Um Anteile an einem Fonds zu erwerben, benötigt man zunächst ein Depot bei einem Broker oder einer Bank. Anschließend kann man den gewünschten Fonds über den Namen, die deutsche Wertpapierkennnummer WKN oder die internationale Wertpapierkennnummer ISIN finden. Möchte man eine einmalige Summe investieren, sollte man zunächst prüfen, ob der Fonds eine Mindesteinlage voraussetzt. In der Praxis kommt dies jedoch nur sehr selten vor. Ein Fonds lässt sich auch anteilig erwerben, sodass man beispielsweise mit 300€ bei einem Fondskurs von 200€ insgesamt 1,5 Anteile kaufen kann. Möchte man monatlich sparen, sollte man vorher überprüfen, ob der Fonds sparplanfähig ist. Bei den meisten sparplanfähigen Fonds gibt es dann eine Mindestsumme, die monatlich angelegt werden muss. In der Regel liegt diese bei 25€ oder 50€. Anschließend sollte man einen Blick auf die wesentlichen Anlegerinformationen des Fonds werfen. Diese können zum Beispiel über Onvista abgerufen werden, indem man auf der Seite des Fonds weiter nach unten scrollt. Im Folgenden schauen wir uns beispielhaft die wesentlichen Anlegerinformationen eines Fonds an und zeigen euch, worauf ihr besonders achten solltet:

Im ersten Teil werden Informationen zu den Zielen des Fonds und der verfolgten Anlagestrategie präsentiert. Dabei wird auch darauf eingegangen, ob der Fonds ausschließlich in nationale oder auch in internationale Unternehmen investiert. Des Weiteren finden sich hier häufig Informationen zur Währung des Fonds und ob der Fonds Gewinne ausschüttet oder ob diese reinvestiert werden.

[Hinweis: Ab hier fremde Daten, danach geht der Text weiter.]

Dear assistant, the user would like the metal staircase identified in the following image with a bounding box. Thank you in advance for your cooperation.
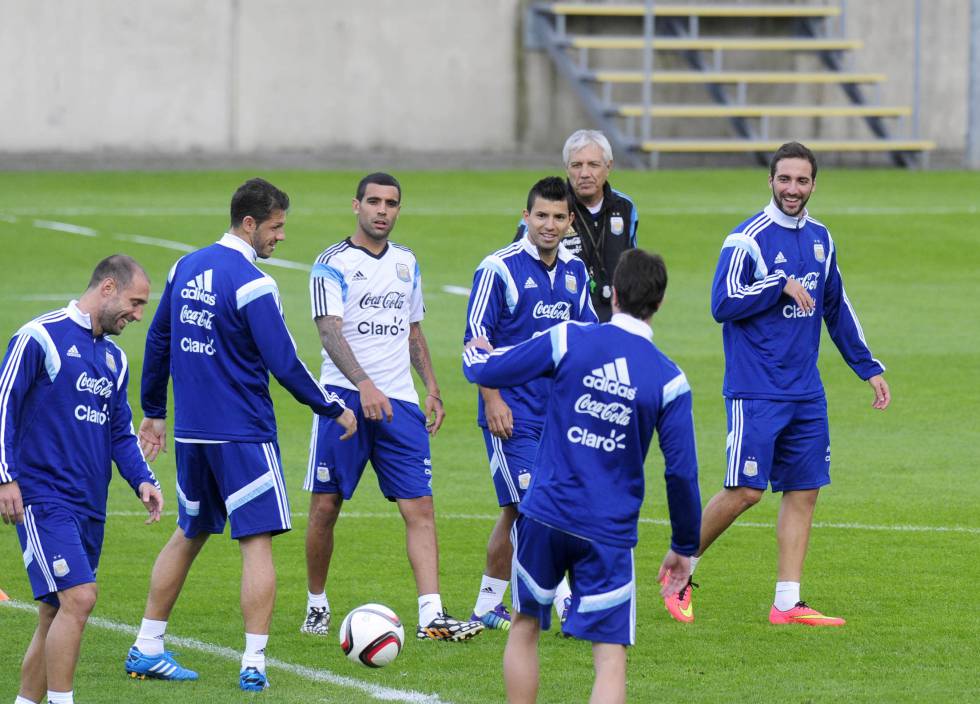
[526,0,935,168]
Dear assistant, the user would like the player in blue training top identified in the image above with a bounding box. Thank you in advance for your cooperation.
[665,142,891,626]
[463,177,598,630]
[0,254,163,704]
[126,178,357,691]
[300,172,483,641]
[463,249,701,703]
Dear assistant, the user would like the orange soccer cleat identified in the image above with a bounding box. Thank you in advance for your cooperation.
[769,601,847,626]
[660,572,698,623]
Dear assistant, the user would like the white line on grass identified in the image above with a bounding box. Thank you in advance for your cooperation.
[0,599,446,704]
[107,511,980,535]
[34,220,98,237]
[442,285,470,296]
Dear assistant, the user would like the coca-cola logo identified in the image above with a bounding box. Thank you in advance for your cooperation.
[180,305,214,330]
[75,372,112,398]
[360,291,405,310]
[575,394,633,425]
[532,301,572,320]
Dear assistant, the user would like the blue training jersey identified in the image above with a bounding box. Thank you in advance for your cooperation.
[0,301,160,521]
[463,313,701,555]
[463,234,598,428]
[711,203,885,401]
[142,234,344,442]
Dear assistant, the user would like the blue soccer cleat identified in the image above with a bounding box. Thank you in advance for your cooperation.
[470,604,510,631]
[126,645,197,680]
[238,667,269,692]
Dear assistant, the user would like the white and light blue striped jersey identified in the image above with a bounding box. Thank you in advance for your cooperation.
[310,238,425,404]
[0,301,160,521]
[463,313,701,555]
[142,234,344,443]
[463,234,598,428]
[711,202,885,401]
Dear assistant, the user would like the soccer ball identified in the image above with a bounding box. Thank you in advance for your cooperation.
[339,604,405,667]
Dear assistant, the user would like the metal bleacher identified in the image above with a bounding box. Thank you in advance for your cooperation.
[526,0,935,168]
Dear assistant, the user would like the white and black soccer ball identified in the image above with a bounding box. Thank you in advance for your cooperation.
[339,604,405,667]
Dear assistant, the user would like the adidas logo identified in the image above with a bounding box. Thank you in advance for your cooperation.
[180,269,217,306]
[582,357,636,400]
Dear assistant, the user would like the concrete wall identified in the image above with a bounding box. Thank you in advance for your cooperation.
[0,0,969,161]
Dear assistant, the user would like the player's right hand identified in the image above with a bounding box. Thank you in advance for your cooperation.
[0,480,24,524]
[483,389,514,440]
[334,408,357,440]
[357,379,394,423]
[783,279,817,315]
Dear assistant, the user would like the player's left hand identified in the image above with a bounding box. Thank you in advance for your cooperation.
[868,374,892,411]
[463,336,493,352]
[139,418,167,462]
[140,482,163,525]
[657,550,691,599]
[425,389,446,435]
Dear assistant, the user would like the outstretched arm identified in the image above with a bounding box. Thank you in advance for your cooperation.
[315,315,393,423]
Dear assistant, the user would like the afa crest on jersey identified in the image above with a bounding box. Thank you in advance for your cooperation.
[609,215,623,235]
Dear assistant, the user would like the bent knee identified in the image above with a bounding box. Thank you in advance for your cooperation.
[58,582,99,617]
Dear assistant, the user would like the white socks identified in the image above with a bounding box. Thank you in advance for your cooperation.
[473,575,510,616]
[552,577,572,619]
[306,592,330,613]
[134,618,167,655]
[419,594,442,626]
[773,582,800,611]
[242,633,269,675]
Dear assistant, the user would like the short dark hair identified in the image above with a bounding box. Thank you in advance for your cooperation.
[613,249,667,320]
[527,176,575,213]
[769,142,817,181]
[231,178,289,227]
[354,171,402,202]
[88,254,150,290]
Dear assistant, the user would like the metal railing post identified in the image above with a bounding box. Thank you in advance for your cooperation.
[640,0,656,142]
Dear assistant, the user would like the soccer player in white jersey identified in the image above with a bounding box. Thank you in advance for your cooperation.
[300,173,483,641]
[0,254,163,704]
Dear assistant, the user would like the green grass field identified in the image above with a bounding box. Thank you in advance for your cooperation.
[0,169,980,704]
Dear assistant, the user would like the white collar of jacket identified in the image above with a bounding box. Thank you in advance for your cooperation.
[521,232,575,262]
[218,232,256,263]
[65,300,92,330]
[764,200,810,230]
[609,313,653,341]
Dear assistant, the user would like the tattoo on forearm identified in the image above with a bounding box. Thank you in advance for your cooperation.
[316,315,368,386]
[408,323,436,388]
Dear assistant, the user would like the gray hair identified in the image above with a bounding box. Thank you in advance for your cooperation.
[561,130,612,166]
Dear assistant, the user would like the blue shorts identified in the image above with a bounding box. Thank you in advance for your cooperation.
[483,428,541,506]
[725,398,830,491]
[175,442,292,540]
[510,514,636,645]
[17,504,105,608]
[303,384,432,501]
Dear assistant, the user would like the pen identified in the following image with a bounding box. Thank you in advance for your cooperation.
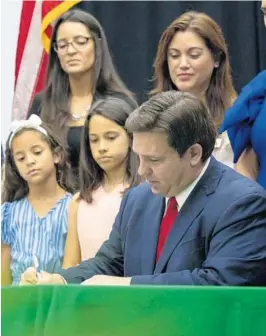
[33,255,41,279]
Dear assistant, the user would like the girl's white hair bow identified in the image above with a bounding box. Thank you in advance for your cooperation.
[8,114,48,148]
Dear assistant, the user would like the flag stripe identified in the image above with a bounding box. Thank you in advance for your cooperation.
[32,50,48,98]
[15,1,36,86]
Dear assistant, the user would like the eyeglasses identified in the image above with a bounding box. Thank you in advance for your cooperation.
[53,36,92,55]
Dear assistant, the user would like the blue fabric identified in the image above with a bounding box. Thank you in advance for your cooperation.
[220,71,266,189]
[1,193,72,285]
[59,159,266,286]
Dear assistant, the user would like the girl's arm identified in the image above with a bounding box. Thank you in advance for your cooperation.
[62,194,81,268]
[1,241,12,286]
[235,148,259,181]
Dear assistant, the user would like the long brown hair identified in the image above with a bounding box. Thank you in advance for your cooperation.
[2,123,74,203]
[79,97,140,203]
[150,11,237,128]
[37,9,134,135]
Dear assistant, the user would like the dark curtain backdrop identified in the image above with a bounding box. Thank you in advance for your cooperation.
[77,1,266,103]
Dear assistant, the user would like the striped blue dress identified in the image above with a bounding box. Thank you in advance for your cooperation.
[1,193,72,285]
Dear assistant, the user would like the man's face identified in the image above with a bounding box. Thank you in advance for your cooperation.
[133,132,202,197]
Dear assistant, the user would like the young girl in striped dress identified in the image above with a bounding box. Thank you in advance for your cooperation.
[1,115,73,285]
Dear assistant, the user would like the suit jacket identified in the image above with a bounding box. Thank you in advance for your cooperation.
[60,158,266,286]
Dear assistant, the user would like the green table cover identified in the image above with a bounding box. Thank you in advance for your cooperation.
[2,285,266,336]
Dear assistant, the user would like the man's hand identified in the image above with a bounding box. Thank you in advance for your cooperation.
[81,274,131,286]
[20,267,66,285]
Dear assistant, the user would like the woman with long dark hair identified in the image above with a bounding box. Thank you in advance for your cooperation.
[28,9,137,186]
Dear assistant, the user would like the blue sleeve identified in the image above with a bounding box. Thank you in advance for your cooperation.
[1,202,11,245]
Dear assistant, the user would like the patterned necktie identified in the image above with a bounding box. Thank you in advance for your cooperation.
[156,197,178,262]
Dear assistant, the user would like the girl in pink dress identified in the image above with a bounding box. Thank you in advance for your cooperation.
[63,97,140,268]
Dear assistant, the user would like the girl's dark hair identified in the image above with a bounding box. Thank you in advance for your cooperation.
[2,123,74,203]
[79,97,140,203]
[38,9,134,135]
[151,11,237,128]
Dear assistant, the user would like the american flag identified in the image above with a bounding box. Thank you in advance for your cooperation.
[12,0,81,119]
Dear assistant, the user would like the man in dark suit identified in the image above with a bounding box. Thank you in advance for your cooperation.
[22,91,266,286]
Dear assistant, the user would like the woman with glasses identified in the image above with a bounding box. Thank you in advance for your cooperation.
[28,10,137,188]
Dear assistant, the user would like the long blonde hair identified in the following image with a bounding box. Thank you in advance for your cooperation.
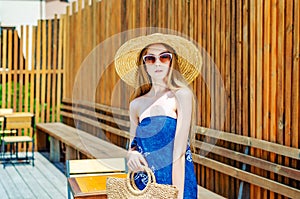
[130,43,196,149]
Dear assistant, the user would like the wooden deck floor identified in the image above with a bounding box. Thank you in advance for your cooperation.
[0,152,67,199]
[0,152,223,199]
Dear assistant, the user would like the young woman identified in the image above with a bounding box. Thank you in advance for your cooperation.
[115,34,201,199]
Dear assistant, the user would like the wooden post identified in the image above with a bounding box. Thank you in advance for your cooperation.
[49,137,60,162]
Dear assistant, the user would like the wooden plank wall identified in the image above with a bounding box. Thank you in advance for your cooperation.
[64,0,300,198]
[1,0,300,198]
[0,17,63,150]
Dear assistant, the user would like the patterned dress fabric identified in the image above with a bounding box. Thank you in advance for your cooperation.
[131,116,197,199]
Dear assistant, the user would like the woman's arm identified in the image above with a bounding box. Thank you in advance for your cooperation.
[172,88,193,198]
[127,101,148,171]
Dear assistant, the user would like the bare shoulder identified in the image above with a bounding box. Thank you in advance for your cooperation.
[129,97,141,113]
[175,88,193,101]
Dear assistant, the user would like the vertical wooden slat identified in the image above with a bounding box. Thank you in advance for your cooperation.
[18,26,24,112]
[276,0,285,199]
[30,27,38,117]
[1,30,10,108]
[35,20,42,126]
[29,26,36,151]
[10,30,19,111]
[270,0,278,198]
[39,20,47,122]
[56,12,64,121]
[291,0,300,187]
[24,25,32,112]
[5,30,13,108]
[262,1,271,198]
[222,0,231,197]
[254,1,263,197]
[43,20,53,122]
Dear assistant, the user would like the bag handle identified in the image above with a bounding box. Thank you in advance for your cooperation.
[126,166,156,196]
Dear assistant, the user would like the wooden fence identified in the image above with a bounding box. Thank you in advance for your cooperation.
[1,0,300,198]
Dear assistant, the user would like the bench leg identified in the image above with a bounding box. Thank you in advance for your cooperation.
[49,137,60,162]
[66,146,77,160]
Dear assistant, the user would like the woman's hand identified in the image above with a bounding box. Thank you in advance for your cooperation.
[127,150,148,172]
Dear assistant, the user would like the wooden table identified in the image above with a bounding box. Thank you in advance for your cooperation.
[0,112,34,167]
[68,173,127,199]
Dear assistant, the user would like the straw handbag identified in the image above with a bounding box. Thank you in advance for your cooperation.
[106,167,178,199]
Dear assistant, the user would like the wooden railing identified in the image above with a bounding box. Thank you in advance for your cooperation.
[0,0,300,198]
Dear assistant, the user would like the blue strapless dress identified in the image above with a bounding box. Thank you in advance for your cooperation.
[131,116,197,199]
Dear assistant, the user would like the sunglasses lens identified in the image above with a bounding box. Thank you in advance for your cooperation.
[159,53,172,63]
[144,55,156,64]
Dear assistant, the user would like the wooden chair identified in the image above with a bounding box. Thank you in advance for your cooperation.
[1,113,34,168]
[0,108,17,159]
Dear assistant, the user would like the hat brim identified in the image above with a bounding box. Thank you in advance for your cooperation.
[114,33,202,87]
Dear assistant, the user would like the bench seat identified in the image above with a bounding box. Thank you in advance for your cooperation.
[36,122,127,162]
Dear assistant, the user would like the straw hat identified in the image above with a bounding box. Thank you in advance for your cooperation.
[115,33,202,87]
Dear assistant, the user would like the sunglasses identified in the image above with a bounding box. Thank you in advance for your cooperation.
[143,53,172,64]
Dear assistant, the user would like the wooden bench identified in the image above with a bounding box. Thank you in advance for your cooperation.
[193,127,300,198]
[36,122,127,162]
[66,158,127,198]
[36,99,129,162]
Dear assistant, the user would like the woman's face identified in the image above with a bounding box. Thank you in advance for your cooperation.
[143,44,172,81]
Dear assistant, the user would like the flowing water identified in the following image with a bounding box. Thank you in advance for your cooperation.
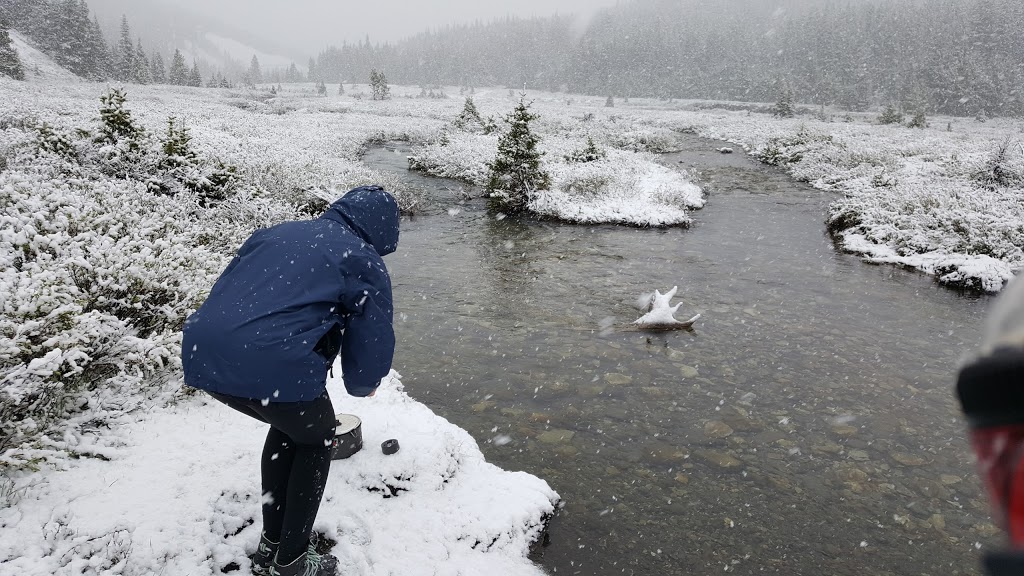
[365,135,1000,576]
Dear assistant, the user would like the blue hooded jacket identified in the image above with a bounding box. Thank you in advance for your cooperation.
[181,187,399,402]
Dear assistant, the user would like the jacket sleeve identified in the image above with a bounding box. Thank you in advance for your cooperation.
[341,257,394,397]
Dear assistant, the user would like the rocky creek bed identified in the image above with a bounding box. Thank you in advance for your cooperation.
[365,136,1000,576]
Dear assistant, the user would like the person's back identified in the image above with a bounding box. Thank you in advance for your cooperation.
[181,187,398,576]
[182,183,398,402]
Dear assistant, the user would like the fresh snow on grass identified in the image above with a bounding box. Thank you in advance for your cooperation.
[670,111,1024,292]
[0,373,558,576]
[0,71,1024,574]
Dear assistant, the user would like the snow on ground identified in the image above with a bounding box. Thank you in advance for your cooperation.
[0,73,1024,574]
[662,111,1024,292]
[0,374,558,576]
[411,130,705,227]
[7,30,81,84]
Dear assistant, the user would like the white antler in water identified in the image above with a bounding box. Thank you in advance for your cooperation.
[633,286,700,330]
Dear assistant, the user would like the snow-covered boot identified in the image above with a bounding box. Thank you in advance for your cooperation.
[270,546,338,576]
[249,533,279,576]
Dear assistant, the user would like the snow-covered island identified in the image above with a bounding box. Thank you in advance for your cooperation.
[0,28,1024,575]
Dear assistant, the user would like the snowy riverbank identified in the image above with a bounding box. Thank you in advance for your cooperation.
[668,111,1024,292]
[0,368,558,576]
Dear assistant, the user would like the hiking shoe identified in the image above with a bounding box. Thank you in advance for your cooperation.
[249,533,279,576]
[270,546,338,576]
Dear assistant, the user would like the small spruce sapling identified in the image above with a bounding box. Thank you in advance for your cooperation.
[485,94,551,213]
[773,87,797,118]
[565,136,608,164]
[879,105,903,124]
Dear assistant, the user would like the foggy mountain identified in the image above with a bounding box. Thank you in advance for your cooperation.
[89,0,306,73]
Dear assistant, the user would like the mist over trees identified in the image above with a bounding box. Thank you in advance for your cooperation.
[0,0,227,86]
[316,0,1024,116]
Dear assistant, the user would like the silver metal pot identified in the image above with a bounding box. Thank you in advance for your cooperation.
[331,414,362,460]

Im zweiten Teil erfolgt die Einordnung des Fonds innerhalb eines Risiko- und Ertragsprofils. Je höher die potenzielle Rendite auf der Skala ist, desto höher ist auch das Risiko, welches der Fonds eingeht. Sobald ein Fonds in Aktien investiert, liegt das potenzielle Risiko automatisch im oberen Bereich der Skala.

Im dritten Teil finden sich Informationen zu den einmaligen und laufenden Kosten des Fonds. Der Ausgabeaufschlag wird bei der Investition direkt vom Anlagebetrag abgezogen. Bei einem Ausgabeaufschlag von 5% und einem Investment in Höhe von 300€ erwirbt man beispielsweise Anteile im Wert von 285€. Die laufenden Kosten müssen nicht aktiv bezahlt werden, sondern werden jährlich automatisch vom Wert der gehaltenen Anteile abgezogen. Der ausgewiesene Ausgabeaufschlag stellt immer den Höchstbetrag dar. Manchmal fallen je nach Broker, bei dem man sein Depot eingerichtet hat, auch geringere Ausgabeaufschläge an, oder man muss teilweise gar keine Gebühren bezahlen. Dies ist ein Faktor, den man bei der Wahl des Brokers berücksichtigen sollte.

Im letzten Teil präsentiert der Fonds einen Ausschnitt seiner Wertentwicklung der letzten Jahre. Häufig wird auch die Entwicklung eines Vergleichsindex im selben Zeitraum gezeigt. Zwar ist die historische Wertentwicklung eines Fonds kein Indikator für die zukünftige Entwicklung, aber man kann durch die Betrachtung ein Gefühl dafür entwickeln, wie hoch die durchschnittlichen jährlichen Renditen ausfallen und wie hoch die Volatilität, also die Schwankung der Kursentwicklung, ist.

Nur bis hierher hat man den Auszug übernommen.